Output Formatting Tests

TEST_CASE("visible_length strips ANSI") {
    using namespace cli::fmt;
    REQUIRE(visible_length("hello") == 5);
    REQUIRE(visible_length(colorize("hello", color::red)) == 5);
}

TEST_CASE("Table output") {
    using namespace cli::fmt;
    Table t({"A", "B"});
    t.add_row({"x", "y"});
    std::ostringstream os;
    t.print(os);
    REQUIRE(os.str().find("A") != std::string::npos);
    REQUIRE(os.str().find("x") != std::string::npos);
}

Best Practices

  1. Use subcommands for distinct operations. mytool serve, mytool config show — not mytool --mode=serve. Subcommands get their own help text and option sets.

  2. Establish a clear priority chain. CLI flag > env var > config file > default. Document this for users. CLI11's ->envname() + apply_config_defaults() implements this cleanly.

  3. Validate early. Attach validators to options at definition time. Don't parse first and validate later — CLI11 gives users clear error messages automatically.

  4. Keep parsing separate from logic. Parse into a struct, then pass the struct to your business logic. This makes testing easy (construct the struct directly in tests).

  5. Use -- to separate flags from positional args. CLI11 handles this automatically. Document it for users who pass filenames starting with -.
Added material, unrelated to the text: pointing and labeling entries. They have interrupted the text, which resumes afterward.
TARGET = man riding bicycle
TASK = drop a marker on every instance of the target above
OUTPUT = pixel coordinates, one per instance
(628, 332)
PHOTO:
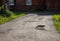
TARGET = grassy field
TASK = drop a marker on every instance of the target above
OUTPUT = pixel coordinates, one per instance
(57, 21)
(13, 16)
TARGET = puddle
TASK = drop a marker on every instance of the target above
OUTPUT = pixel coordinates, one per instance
(40, 27)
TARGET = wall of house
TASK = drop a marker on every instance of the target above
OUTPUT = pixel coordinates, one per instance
(38, 4)
(21, 4)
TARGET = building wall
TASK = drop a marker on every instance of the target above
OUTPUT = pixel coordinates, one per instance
(38, 4)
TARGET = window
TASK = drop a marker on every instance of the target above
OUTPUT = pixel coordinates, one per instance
(28, 2)
(11, 2)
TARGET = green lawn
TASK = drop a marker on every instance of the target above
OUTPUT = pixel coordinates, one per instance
(13, 16)
(57, 21)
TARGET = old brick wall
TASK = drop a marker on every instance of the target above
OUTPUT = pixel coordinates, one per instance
(38, 4)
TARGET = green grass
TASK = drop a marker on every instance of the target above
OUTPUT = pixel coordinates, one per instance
(57, 21)
(13, 16)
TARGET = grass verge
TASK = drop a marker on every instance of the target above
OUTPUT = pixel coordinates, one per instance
(57, 21)
(13, 16)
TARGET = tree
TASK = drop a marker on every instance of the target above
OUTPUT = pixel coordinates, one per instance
(4, 8)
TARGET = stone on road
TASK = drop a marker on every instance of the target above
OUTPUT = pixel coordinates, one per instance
(25, 29)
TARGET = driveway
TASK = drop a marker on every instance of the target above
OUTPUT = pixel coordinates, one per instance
(32, 27)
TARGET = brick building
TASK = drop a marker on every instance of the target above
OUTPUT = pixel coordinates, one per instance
(35, 4)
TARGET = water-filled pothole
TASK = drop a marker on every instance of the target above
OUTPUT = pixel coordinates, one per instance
(40, 27)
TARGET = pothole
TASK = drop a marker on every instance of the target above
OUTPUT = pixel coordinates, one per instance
(40, 27)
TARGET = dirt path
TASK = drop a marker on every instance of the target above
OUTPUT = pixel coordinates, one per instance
(25, 29)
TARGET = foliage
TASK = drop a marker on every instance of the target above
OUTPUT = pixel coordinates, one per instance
(57, 21)
(14, 15)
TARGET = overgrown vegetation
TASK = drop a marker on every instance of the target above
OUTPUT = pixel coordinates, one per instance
(57, 21)
(7, 15)
(14, 15)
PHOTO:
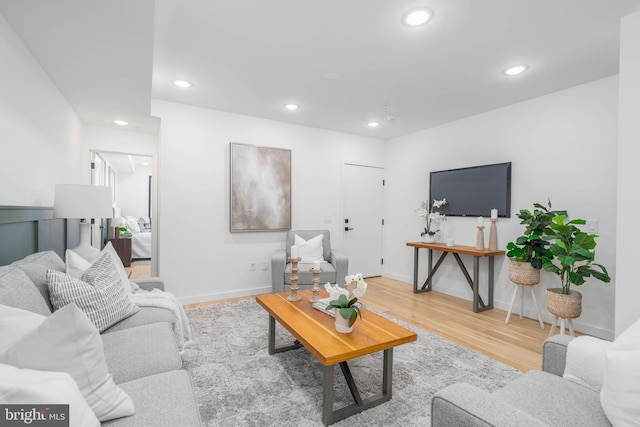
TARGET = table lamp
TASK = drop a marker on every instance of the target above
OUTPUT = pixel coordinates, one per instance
(83, 202)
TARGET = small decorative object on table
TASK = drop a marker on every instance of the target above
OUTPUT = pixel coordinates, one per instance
(425, 211)
(480, 234)
(493, 231)
(315, 270)
(345, 302)
(294, 259)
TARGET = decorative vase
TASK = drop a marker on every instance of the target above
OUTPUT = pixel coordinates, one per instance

  6. Provide --help and --version automatically. CLI11 adds --help by default. Add version with app.set_version_flag("--version", "1.0.0").
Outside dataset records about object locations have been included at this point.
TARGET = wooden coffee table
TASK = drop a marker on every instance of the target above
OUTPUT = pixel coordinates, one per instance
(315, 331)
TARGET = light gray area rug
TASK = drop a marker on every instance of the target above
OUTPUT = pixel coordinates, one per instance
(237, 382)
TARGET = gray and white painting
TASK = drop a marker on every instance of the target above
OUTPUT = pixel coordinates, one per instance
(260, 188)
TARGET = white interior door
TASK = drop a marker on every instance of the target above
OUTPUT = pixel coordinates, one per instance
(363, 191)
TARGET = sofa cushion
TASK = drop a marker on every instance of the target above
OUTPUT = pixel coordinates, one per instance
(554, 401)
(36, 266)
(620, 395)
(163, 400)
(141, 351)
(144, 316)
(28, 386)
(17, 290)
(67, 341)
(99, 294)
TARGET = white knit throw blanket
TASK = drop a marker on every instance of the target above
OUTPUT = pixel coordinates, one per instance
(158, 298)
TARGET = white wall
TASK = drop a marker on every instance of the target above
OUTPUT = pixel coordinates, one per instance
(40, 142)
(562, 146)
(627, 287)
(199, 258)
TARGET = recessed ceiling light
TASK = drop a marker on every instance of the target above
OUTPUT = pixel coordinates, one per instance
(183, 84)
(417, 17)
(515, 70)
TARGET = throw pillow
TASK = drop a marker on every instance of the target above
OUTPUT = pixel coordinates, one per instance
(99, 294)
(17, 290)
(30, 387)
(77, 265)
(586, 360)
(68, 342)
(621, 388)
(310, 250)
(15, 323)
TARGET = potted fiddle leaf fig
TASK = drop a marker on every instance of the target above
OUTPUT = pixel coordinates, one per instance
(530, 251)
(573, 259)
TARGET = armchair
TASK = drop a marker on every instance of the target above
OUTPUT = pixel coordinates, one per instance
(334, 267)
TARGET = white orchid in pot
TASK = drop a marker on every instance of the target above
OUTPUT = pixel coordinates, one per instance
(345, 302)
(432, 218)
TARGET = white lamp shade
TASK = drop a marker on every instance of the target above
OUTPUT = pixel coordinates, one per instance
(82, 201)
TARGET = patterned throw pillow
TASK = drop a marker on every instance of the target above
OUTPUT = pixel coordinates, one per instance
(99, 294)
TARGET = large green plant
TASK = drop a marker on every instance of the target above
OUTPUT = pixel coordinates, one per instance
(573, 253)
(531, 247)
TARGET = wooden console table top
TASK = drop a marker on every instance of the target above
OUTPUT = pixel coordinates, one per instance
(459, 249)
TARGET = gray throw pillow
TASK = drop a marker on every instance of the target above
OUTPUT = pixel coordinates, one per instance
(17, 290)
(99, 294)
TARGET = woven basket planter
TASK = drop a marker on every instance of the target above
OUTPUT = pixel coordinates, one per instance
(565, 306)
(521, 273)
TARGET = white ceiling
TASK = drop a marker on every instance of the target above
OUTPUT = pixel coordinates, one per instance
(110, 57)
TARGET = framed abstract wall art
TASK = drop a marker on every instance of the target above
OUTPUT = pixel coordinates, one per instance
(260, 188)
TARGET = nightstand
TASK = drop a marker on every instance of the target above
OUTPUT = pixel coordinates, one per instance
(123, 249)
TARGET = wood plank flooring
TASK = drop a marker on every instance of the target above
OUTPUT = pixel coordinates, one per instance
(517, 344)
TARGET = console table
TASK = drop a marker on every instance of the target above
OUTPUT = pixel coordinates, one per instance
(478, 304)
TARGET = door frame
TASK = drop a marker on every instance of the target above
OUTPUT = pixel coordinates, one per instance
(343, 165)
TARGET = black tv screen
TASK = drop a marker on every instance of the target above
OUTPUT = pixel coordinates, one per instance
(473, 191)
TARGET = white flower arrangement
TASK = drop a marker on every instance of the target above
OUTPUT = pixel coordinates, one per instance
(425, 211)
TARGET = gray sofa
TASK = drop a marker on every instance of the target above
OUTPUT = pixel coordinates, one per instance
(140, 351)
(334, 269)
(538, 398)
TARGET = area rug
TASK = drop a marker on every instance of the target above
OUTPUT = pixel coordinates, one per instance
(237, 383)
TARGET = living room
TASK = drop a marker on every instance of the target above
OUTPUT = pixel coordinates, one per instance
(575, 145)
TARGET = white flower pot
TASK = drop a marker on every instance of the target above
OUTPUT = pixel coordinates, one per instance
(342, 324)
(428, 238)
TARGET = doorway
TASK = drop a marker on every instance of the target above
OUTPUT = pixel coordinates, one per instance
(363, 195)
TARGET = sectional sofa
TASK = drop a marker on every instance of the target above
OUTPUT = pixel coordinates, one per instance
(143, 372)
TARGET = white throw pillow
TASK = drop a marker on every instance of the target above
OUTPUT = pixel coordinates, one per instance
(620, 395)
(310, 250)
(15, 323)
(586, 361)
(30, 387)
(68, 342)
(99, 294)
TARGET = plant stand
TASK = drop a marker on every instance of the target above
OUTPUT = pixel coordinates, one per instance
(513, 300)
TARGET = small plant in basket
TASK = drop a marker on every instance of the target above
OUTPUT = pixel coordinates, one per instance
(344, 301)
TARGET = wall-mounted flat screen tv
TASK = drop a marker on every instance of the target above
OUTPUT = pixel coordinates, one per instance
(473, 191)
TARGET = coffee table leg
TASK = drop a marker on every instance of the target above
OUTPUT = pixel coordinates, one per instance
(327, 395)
  7. Use exit codes consistently. 0 = success, 1 = runtime error, 2 = usage error. CLI11 throws typed exceptions (CLI::ParseError, CLI::ValidationError) that map to appropriate codes.

  8. Color output conditionally. Check isatty(fileno(stdout)) or provide --no-color / respect NO_COLOR env var before emitting ANSI codes.

  9. Test parsing logic without subprocesses. Construct CLI::App in tests and call app.parse(vector). This is fast and doesn't require building/running the actual executable.

  10. Prefer header-only libraries for CLI tools. CLI11 and the helpers in this template are all header-only, which simplifies builds and distribution.